Growth prediction of double-deletion mutants

Double-gene deletion experiments provide insights into redundant pathways, non-obvious coupling of metabolite flows, and potential new drug targets. For example, although neither the ERG11A gene nor the ERG11B gene in Aspergillus fumigatus is individually essential, the deletion mutant of these two genes is not viable in immune-compromised mice, suggesting the pair of genes as a combined drug target [67]. Large-scale experimental double-gene deletion requires substantial efforts, whereas the corresponding in silico simulations of deleted gene pairs are readily available. Comparative studies for yeast (Saccharomyces cerevisiae) have shown that 49% of the predicted synthetically lethal double-deletion mutants are correct [68-70]. In silico studies of the growth of double-deletion mutants of metabolic genes have also been performed for E. coli [71], Helicobacter pylori [14], and Leishmania major [19], although the bulk of these predictions could not be verified due to the paucity of experimental data.
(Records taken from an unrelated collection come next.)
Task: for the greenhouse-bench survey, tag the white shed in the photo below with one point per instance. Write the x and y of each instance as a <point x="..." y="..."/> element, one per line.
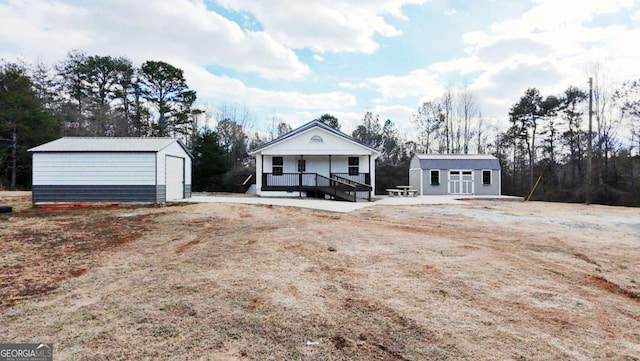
<point x="74" y="169"/>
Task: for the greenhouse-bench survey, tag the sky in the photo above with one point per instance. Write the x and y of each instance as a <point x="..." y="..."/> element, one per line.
<point x="294" y="60"/>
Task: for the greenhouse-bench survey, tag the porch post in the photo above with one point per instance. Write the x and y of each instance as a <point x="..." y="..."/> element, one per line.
<point x="372" y="190"/>
<point x="259" y="188"/>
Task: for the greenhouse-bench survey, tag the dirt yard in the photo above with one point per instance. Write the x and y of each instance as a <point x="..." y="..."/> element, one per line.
<point x="482" y="281"/>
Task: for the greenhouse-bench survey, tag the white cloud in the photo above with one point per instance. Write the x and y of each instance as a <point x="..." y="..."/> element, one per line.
<point x="418" y="83"/>
<point x="167" y="30"/>
<point x="226" y="89"/>
<point x="548" y="47"/>
<point x="347" y="85"/>
<point x="326" y="26"/>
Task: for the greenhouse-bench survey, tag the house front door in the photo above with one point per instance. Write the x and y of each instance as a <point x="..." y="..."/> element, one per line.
<point x="460" y="182"/>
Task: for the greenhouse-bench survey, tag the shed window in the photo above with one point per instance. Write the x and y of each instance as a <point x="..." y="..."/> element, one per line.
<point x="354" y="163"/>
<point x="435" y="177"/>
<point x="486" y="177"/>
<point x="277" y="163"/>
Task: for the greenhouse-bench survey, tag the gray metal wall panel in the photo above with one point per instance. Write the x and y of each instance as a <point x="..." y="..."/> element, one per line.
<point x="94" y="193"/>
<point x="492" y="189"/>
<point x="414" y="179"/>
<point x="459" y="164"/>
<point x="161" y="193"/>
<point x="433" y="190"/>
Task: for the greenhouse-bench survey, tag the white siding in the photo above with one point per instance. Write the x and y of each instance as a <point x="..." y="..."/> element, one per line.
<point x="174" y="177"/>
<point x="87" y="168"/>
<point x="302" y="144"/>
<point x="177" y="151"/>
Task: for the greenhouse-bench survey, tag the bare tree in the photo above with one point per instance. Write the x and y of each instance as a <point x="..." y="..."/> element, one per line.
<point x="428" y="120"/>
<point x="467" y="111"/>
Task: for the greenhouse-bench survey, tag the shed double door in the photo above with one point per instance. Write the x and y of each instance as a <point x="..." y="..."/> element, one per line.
<point x="174" y="168"/>
<point x="460" y="182"/>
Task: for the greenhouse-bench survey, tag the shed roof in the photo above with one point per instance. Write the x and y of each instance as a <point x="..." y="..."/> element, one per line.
<point x="102" y="144"/>
<point x="305" y="127"/>
<point x="458" y="161"/>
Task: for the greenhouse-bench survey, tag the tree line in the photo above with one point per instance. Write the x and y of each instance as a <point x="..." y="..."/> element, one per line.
<point x="545" y="139"/>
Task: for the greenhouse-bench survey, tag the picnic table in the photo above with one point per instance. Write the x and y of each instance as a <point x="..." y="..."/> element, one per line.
<point x="403" y="190"/>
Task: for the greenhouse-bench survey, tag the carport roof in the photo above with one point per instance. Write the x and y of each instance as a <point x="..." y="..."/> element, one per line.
<point x="101" y="144"/>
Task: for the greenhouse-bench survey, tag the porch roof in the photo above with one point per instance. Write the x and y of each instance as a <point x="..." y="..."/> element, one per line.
<point x="366" y="150"/>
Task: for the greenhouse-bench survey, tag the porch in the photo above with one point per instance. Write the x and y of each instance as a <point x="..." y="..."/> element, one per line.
<point x="339" y="186"/>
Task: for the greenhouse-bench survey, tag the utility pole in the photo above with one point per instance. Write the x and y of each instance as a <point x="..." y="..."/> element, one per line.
<point x="587" y="198"/>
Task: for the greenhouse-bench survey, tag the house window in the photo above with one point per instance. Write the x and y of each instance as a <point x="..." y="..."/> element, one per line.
<point x="277" y="163"/>
<point x="435" y="177"/>
<point x="486" y="177"/>
<point x="354" y="163"/>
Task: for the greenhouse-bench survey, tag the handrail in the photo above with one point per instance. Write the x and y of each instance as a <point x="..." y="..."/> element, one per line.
<point x="335" y="180"/>
<point x="248" y="179"/>
<point x="337" y="177"/>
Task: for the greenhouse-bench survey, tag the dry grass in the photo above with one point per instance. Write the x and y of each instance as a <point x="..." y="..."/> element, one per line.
<point x="482" y="281"/>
We initially examined the capability of iNJ661m and iNJ661v to model the growth of two experimentally examined double-gene deletion mutants. In the first case, experimental work showed that the growth of the ΔpanCD mutant (deletion of Rv3602c and Rv3601c) is highly attenuated in mice [72]. FBA of both iNJ661m and iNJ661v predicted that ΔpanCD mutants have a growth rate of zero, consistent with the experimental observation. Although not confirmed experimentally, our analysis of iNJ661m indicated that the growth attenuation may also take place within an in vitro medium. In the second case, experimental work has indicated that the mutant Δicl1Δicl2 (deletion of Rv0467 and Rv1915) of M. tuberculosis cannot survive in mice but can grow under certain in vitro conditions [32]. FBA of iNJ661m predicted that the growth rate of Δicl1Δicl2 was equal to that of wild-type M. tuberculosis, whereas analysis of iNJ661v predicted that the growth rate of Δicl1Δicl2 was only 26% of the wild-type rate, suggesting that iNJ661v was a better predictor for in vivo growth.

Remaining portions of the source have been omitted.